06 — Downloads & Reconstruction
Topic: download flows. Downloads are where the chunked/deduped/packed storage model meets the user’s expectation of “give me my file, fast.” The central tension: storage is optimized for dedup (many small chunks, possibly packed), but download wants few, large, sequential reads. This doc resolves it.
1. Resolution pipeline (version → bytes)
sequenceDiagram
autonumber
participant C as Client
participant GW as Gateway
participant SH as Sharing/Authz
participant S as Storage Coordinator
participant DB as Manifest + Chunk/Pack Index
participant O as Object Store
C->>GW: GET /v1/files/{id}/content (Range optional)
GW->>SH: CheckAccess(principal, node, read)
SH-->>GW: allow
GW->>S: ResolveDownload(version, range?)
S->>DB: content_hash → manifest → chunk refs → locations + tiers
DB-->>S: [{chunk, pack_id|object, offset, len, tier}]
alt any chunk on cold tier
S-->>C: 202 Accepted (rehydrating) — notify when ready (§5)
else all online
S-->>C: plan = presigned GET(s) + ranges (or single URL)
C->>O: GET bytes (direct, presigned, Range)
O-->>C: bytes
C->>C: BLAKE3-verify each chunk/range ([04])
end
Authz is resolved before any URL is issued; presigned URLs are scoped + short- TTL (ADR-0011). Bytes flow client ⇄ provider, not through our compute.
2. Three download shapes (chosen by how the file was stored + who’s asking)
| File / client | How served | Reads |
|---|---|---|
| Small / whole-stored (≤ chunk threshold, 05) | single presigned GET | 1 |
| Large, chunked → smart client (CLI/sync/mobile) | client fetches only missing chunks, reconstructs locally per manifest | N (deduped) |
| Large, chunked → browser / simple | range reads over packs, reassembled (see §4) | N or streamed |
The small-file fast path is why we don’t chunk small files (05 §7): the majority of downloads become a single direct GET with zero reconstruction.
3. Reading packed chunks (range reads)
When a chunk lives inside a ~1 GiB pack (02,
11), we don’t download the pack — we issue a presigned
GET on the pack object and the client sends a Range: bytes=offset-(offset+len-1)

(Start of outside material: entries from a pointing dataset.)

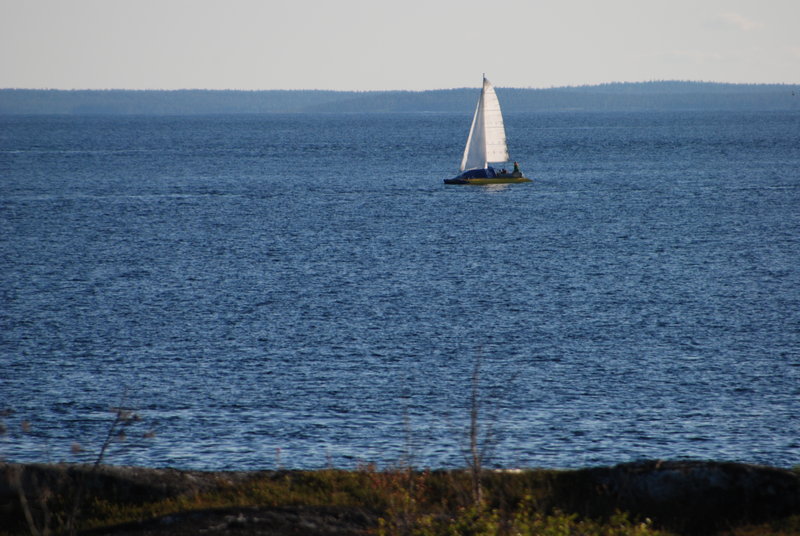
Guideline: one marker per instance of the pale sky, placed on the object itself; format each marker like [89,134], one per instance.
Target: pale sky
[398,44]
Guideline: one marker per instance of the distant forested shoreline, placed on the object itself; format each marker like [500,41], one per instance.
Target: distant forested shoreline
[629,96]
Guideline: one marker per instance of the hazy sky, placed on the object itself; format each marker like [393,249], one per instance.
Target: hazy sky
[398,44]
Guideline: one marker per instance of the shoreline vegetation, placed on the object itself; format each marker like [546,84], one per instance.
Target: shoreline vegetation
[641,498]
[612,97]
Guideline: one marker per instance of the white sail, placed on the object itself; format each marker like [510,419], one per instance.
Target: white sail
[487,136]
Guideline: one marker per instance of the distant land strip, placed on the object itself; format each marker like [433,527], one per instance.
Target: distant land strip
[616,97]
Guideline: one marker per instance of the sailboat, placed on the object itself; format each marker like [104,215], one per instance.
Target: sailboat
[486,145]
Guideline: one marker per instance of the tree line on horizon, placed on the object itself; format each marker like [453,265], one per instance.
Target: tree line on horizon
[628,96]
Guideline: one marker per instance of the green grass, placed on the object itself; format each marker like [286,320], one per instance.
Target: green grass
[422,503]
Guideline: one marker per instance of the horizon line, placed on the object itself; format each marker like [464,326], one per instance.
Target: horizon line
[572,86]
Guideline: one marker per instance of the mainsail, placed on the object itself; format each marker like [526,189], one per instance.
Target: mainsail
[487,136]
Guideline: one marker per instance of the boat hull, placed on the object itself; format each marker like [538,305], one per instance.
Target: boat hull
[484,180]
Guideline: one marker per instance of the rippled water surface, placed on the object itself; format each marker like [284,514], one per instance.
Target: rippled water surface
[304,291]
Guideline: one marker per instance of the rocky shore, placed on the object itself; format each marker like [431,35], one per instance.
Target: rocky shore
[682,497]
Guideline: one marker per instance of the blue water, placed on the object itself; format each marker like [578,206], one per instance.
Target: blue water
[304,291]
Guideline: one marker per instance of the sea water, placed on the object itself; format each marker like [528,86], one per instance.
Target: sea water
[303,290]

header for exactly that chunk. The Pack Index supplies (pack_id, offset, len).
- Coalescing: if several needed chunks are contiguous within the same pack (common, because the packer groups chunks of the same object), they are fetched in one ranged GET spanning them — turning N requests into 1. This is a major download-efficiency lever and a reason packing helps reads, not just storage.
- Verification: BLAKE3 verified streaming lets the client verify each chunk’s range independently even within a coalesced read (04).
4. The reconstruction-location decision (browser problem)
Reassembling many chunks is easy for a smart client (it has the bytes locally and wants chunks anyway). A browser downloading a large chunked file is the hard case. Options:
| Option | How | Bytes through our compute? | Verdict |
|---|---|---|---|
| Store small files whole | no reconstruction for the common case | no | ✅ default; eliminates most of the problem |
| Service-worker reassembly | browser fetches chunks via presigned URLs, a service worker concatenates into the download stream | no | ✅ preferred for large chunked files in modern browsers |
| Streaming reconstructor | a thin stateless endpoint streams pack ranges → client, concatenated server-side | yes (bounded, streamed) | ⚠️ fallback only; rate-limited, CDN-fronted |
| Pre-materialized whole object | keep a coalesced whole copy for hot/large files | no (extra storage) | ⚠️ for frequently browser-downloaded large files |
Recommendation / tradeoff: default to store-small-whole + service-worker reassembly; use the streaming reconstructor only as a compatibility fallback (it reintroduces compute egress, so it is bounded and metered). This keeps the dedup storage model without paying reconstruction cost on the common path. (Magic Pocket likewise reconstructs files from blocks; the key is to keep that off the hot, compute-bound path.)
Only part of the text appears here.